The names of these oppressive figures are symbolic of hateful systems that have collectively harmed the lives of millions. There are no roads named for them because road signs aren't history textbooks; they're a sign of respect. Roads are named after notable figures because we hope for others to go down similar paths. Is Forrest's way — his renowned unscrupulous narrative — one commissioners wants locals to emulate?

While city leaders continue to mull over this issue, Gardner says she doesn't understand why locals might be expected to pay a small fortune, more than $6,000, to have the street's name changed when last year Forrest Street was changed to the less controversial "Forest Street" in an affluent part of Hollywood without anyone being charged a dime.

According to the city spokesperson, the change was a mistake on the part of the Florida Department of Transportation. But it's one that still hasn't been corrected.

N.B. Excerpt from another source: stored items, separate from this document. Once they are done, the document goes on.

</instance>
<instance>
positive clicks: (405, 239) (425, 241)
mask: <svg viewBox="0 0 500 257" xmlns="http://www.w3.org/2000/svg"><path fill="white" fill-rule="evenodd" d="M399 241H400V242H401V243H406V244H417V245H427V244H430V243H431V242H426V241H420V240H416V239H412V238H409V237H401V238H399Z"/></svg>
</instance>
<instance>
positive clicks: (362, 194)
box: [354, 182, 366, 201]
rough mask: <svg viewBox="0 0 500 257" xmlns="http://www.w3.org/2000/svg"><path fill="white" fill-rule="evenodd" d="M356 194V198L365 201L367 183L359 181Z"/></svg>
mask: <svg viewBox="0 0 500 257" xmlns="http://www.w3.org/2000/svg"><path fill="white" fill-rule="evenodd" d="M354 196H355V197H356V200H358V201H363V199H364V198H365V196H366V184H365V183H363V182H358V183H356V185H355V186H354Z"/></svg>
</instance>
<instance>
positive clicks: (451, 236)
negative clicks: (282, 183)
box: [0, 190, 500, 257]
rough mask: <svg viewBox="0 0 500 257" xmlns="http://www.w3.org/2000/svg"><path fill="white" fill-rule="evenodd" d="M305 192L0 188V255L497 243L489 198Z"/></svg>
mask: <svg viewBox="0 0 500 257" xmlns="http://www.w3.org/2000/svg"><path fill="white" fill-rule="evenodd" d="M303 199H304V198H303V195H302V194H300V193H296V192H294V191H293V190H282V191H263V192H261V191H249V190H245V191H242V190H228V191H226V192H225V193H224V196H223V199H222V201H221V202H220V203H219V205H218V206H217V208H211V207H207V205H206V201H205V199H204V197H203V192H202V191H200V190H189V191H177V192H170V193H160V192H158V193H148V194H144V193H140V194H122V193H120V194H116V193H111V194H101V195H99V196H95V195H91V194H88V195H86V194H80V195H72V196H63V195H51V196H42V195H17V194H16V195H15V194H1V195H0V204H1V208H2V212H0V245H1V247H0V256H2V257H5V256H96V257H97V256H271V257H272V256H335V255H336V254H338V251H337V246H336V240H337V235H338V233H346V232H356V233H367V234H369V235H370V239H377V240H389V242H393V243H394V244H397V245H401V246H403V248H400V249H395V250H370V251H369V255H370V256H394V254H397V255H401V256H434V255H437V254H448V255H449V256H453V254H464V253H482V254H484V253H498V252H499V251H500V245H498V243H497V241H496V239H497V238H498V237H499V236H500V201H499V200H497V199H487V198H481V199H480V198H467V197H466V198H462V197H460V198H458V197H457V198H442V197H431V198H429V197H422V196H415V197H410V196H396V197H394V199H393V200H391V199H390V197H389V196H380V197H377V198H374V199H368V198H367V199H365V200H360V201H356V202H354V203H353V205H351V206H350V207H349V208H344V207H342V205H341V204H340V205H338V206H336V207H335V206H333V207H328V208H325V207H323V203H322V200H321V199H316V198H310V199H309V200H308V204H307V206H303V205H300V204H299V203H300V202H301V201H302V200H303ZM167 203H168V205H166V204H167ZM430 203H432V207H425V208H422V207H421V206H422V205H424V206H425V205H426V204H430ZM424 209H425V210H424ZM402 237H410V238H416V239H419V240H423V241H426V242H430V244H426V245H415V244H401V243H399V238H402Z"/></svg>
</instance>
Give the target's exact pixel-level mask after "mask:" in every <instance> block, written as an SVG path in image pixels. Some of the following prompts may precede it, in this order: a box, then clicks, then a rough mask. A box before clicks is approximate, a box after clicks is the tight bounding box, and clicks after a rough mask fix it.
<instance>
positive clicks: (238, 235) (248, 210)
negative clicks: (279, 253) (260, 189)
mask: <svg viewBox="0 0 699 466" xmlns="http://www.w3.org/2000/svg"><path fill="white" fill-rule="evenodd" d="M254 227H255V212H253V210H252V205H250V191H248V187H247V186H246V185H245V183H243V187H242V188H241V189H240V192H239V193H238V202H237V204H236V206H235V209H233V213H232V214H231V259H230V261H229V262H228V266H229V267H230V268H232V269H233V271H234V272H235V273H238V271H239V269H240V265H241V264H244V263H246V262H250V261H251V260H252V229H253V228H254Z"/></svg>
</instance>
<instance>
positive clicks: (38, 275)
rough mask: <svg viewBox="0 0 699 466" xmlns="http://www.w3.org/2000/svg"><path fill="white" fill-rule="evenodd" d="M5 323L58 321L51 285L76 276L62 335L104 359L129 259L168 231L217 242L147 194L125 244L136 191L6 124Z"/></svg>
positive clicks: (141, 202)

“It wasn’t an accident," Gardner says. "They want to be clean, when they are quite dirty. Absolutely disgusting."

New Times reached out to all Hollywood commissioners and Mayor Josh Levy for comment. Only Commissioner Richard Blattner responded. He says he is "ready to face this issue and support" a renaming, citing his readings of Devil in the Grove, a Pulitzer Prize-winning book that chronicles racial injustices in Florida. Perhaps Hollywood will take New Orleans' lead after all.

UPDATE Monday, May 22 2:35 p.m.: A previous version of this story did not specify that the Hollywood spokesperson attributed the mistake in changing Forrest Street to Forest Street in one part of the city to the Florida Department of Transportation.